# Newbie



## lukeyboi89 (Jun 12, 2011)

Hi all,

Been looking at TTS lately, the 08 onwards model.

So thought I would check you guys out, I'm assuming I need a certain number of posts before I can view the classifieds etc.

I have a lovely 2010 a3 quattro already, but fancy something a bit sportier

Cheers


----------



## Hoggy (May 8, 2002)

Hi, There is no post limit as it would encourage bumping etc.
Keep checking.
Click link for Market Place & PM info.
https://www.ttforum.co.uk/forum/viewtop ... 0&t=804241
Hoggy.


----------



## lukeyboi89 (Jun 12, 2011)

Thanks for the reply.

That thread doesn't suggest a time line, so it's a bit of guess work involved ha.

My account is years old but I've not really used it


----------



## Hoggy (May 8, 2002)

Hi, There are a couple in there but the posts are 9 months old so probably sold & posts not updated.
Check your access regularly :wink: 
Hoggy.


----------



## lukeyboi89 (Jun 12, 2011)

Cheers buddy,

I put a post up of my a3 in the other cars section if anyone cares


----------



## YELLOW_TT (Feb 25, 2004)

Welcome


----------



## lukeyboi89 (Jun 12, 2011)

Hi all,

You two seem to be the gurus around here, who's going to point me in the direction of a buyers guide / thinks to look out for on a mk2 TTS?

I'm aware of the cam follower needing changed regularly but there didn't seem to be much else coming up on Google.

Cheers


----------



## Hoggy (May 8, 2002)

Hi lukeyboi89,
My standard reply for would be MK2 owners
Common Mk2 probs, saggy leather seats, noisy/failing window regulators, knocking steering racks, bonnet opening lever snaps & poor connections to rear lights, making them dim or loss of lights.

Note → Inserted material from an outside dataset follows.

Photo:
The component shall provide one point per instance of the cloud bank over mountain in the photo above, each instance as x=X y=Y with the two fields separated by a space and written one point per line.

DSG, Get it nice & hot, check there is no delay on pulling away & no juddering when traveling very slowly, reversing up an incline or pulling into parking spot etc. Expensive to repair, but probably no more than a manuals clutch.

Check thoroughly for any damp as drains block easily & any damp can cause future electrical prob.
There are many common places where water can get in & leaking windscreen seals are being reported recently.
Check the MK2 KB for water leak info.
Recent reports of rear chassis/floor corrosion, but that could just be that particular car.
Hoggy.


----------



## lukeyboi89 (Jun 12, 2011)

Hoggy said:


> Hi lukeyboi89,
> My standard reply for would be MK2 owners
> Common Mk2 probs, saggy leather seats, noisy/failing window regulators, knocking steering racks, bonnet opening lever snaps & poor connections to rear lights, making them dim or loss of lights.
> 
> ...


thats a great start thank you sir!

im not sure if the TTS specifically has any other issues than the cam follower i mentioned previously.

will do some digging around, thanks again


----------